Сушкин сунул сигару в рот и возмущенно затянулся.
— И, наконец, в-третьих. Заявивший права наследования двоюродный брат Старовойтова распорядился полученным имуществом по-христиански: передал вырученный за него капитал в Общество вспомоществования вдовам и сиротам нижних флотских чинов. Да ты ведь и сам должен об этом знать: газеты несколько дней восхваляли Архипкина за…
— Архипкина? Постой: того Архипкина, который…
— Того, того. Сто с лишком тысяч рублей серебром. Эти деньги — наследство Старовойтова.
Сушкин задымил сигарой, а Можайский продолжил:
— Другой случай, опять же в моем участке. Вдова надворного советника Крутицына. Погибли: она сама, ее старшая дочь, тоже вдовствующая, и внучка — двух лет и четырех месяцев от роду. Вскоре скончалась и младшая дочь…
— Через неделю!
— Да. Любопытное совпадение. Но всё остальное неверно. Не было никакого супруга, разбогатевшего на таком наследстве и вскоре женившегося на хорошенькой модистке.

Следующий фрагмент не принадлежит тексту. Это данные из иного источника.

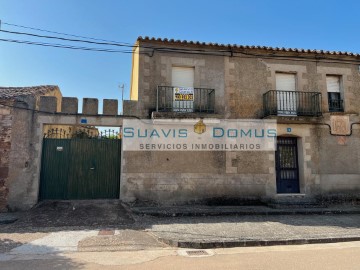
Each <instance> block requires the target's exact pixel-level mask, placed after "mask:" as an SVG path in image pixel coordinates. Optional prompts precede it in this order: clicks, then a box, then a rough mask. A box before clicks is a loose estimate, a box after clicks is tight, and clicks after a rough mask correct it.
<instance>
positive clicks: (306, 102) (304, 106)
mask: <svg viewBox="0 0 360 270" xmlns="http://www.w3.org/2000/svg"><path fill="white" fill-rule="evenodd" d="M263 102H264V103H263V105H264V116H269V115H277V116H320V115H321V93H319V92H300V91H280V90H270V91H268V92H266V93H265V94H264V95H263Z"/></svg>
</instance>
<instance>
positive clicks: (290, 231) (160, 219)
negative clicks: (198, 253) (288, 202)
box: [142, 214, 360, 248]
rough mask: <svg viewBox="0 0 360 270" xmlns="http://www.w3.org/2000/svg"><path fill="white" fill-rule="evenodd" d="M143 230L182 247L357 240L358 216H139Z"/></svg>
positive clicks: (335, 241)
mask: <svg viewBox="0 0 360 270" xmlns="http://www.w3.org/2000/svg"><path fill="white" fill-rule="evenodd" d="M142 222H143V223H147V224H148V226H147V227H148V228H147V229H146V231H148V232H151V233H153V234H154V235H155V236H156V237H157V239H158V240H160V241H162V242H164V243H166V244H168V245H170V246H173V247H182V248H226V247H245V246H268V245H293V244H311V243H332V242H347V241H360V215H354V214H352V215H349V214H344V215H333V214H329V215H271V216H266V215H251V216H244V215H243V216H204V217H173V218H168V217H167V218H160V217H143V218H142Z"/></svg>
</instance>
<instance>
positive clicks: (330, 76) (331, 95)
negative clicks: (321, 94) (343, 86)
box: [326, 75, 344, 112]
mask: <svg viewBox="0 0 360 270" xmlns="http://www.w3.org/2000/svg"><path fill="white" fill-rule="evenodd" d="M340 82H341V76H338V75H327V76H326V87H327V92H328V104H329V111H330V112H343V111H344V108H343V100H342V99H341V91H340V89H341V85H340Z"/></svg>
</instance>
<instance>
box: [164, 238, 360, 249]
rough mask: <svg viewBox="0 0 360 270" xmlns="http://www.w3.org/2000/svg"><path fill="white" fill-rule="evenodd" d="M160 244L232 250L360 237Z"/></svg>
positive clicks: (207, 248) (168, 243) (293, 244)
mask: <svg viewBox="0 0 360 270" xmlns="http://www.w3.org/2000/svg"><path fill="white" fill-rule="evenodd" d="M158 240H159V241H160V242H163V243H164V244H167V245H169V246H172V247H177V248H193V249H211V248H234V247H258V246H281V245H283V246H284V245H306V244H327V243H339V242H353V241H360V236H354V237H335V238H313V239H286V240H239V241H225V242H200V241H199V242H196V241H194V242H191V241H181V240H173V239H166V238H161V237H158Z"/></svg>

Тебе вообще не кажется, что модистка — немного чересчур и… слишком уж мелодрама?
— Ни модистки, ни вдовца, ни наследства?
— Почти.
— Почти! — Сушкин вновь засверкал глазами и выставил вперед стриженую голову. — А что — почти?
— А то… — Можайский на мгновение замолчал, насмешливо прикусив пухлую нижнюю губу и прищурившись. — А то, что столь внезапно овдовевший супруг младшей дочери Крутицыной отказался от наследства — не очень, впрочем, значительного — в пользу частных убежищ для рожениц и выехал в Москву: с понижением в окладе, но мотивируясь тем, что жить в местах кончины его любимой жены не в состоянии. Очень, кстати, — помню, как сегодня было — искренний и приятный молодой человек. Автору заметки о модистке должно быть стыдно.
Теперь уже Никита Аристархович закусил губу, а его глаза навыкате подернулись какой-то дымкой. Можайский же тем временем на треть наполнил свой стакан водкой, выпил, закусил лимоном и поморщился:
— Что за… нелепая привычка к водке резать цитрус?
— Какая уж есть… — Репортер налил и себе, но сначала, морщась, прожевал лимон, а потом выпил. — Ну, хорошо. Допустим. Допустим, что с этими двумя случаями я погорячился. Но что насчет остальных?
Можайский, слегка склонив голову к правому плечу — свойственный ему рефлекторный жест, — выгнул разбитую бровь:
— Бог с тобой! Я что — ходячий полицейский архив?
— Два из тридцати одного…
— Из тридцати двух, если позволишь.
— Не понял?
— А разве не ты, — Можайский заговорил откровенно саркастическим тоном, — сделал изумительный репортаж о пожаре на фабрике Штольца? Он угодил на первые полосы ведомостей, — кивок в сторону беспорядочной кучи газет на полу, — Листка и прочих, и прочих…
— Да, но это другое: там обошлось без жертв. И потом…
— Да неужели?
Встав с кресла, Можайский присел на корточки у беспорядочной кучи, пошарил в ней, выудил страницу Санкт-Петербургских ведомостей, крякнул, разгибаясь, и, не возвращаясь в кресло, а наклонившись над откинувшимся к спинке репортером, прочитал:
— К сожалению, несчастье это, грандиозное и само по себе, и тем трудом, который потребовался на его ликвидацию, не обошлось без трагического происшествия. Когда, казалось, мужественные огнеборцы уже вполне совладали с ревущим пламенем, и только что взметавшиеся к небу его языки осели в клубах жаркого пара, старший служитель команды, Василий Бочаров, находившийся в тот момент на развороченной крючьями крыше, — ослепнув ли от белого марева, оступившись ли на оледеневшей воде — провалился в проем и рухнул — сначала в чердачное помещение, а там, не задержанный прогоревшими перекрытиями, во второй и первый этаж. Трудно сказать, что было более страшно: сама ли гибель служителя или же то, что погиб он не сразу! Кровь застывала в жилах от криков несчастного, оставшегося без всякой помощи в виду невозможности ее подать. Минуту или две мы все, оцепенев от ужаса, внимали им. Многие, сняв шапки, крестились, а старший помощник брандмейстера прапорщик Эдельман, не скрываясь, плакал. Лишь через час, когда команда — по-прежнему отчаянно рискуя! — смогла пробиться во внутренние помещения, тело Бочарова — изломанное и обгоревшее — было извлечено и со всем уважением положено на дроги.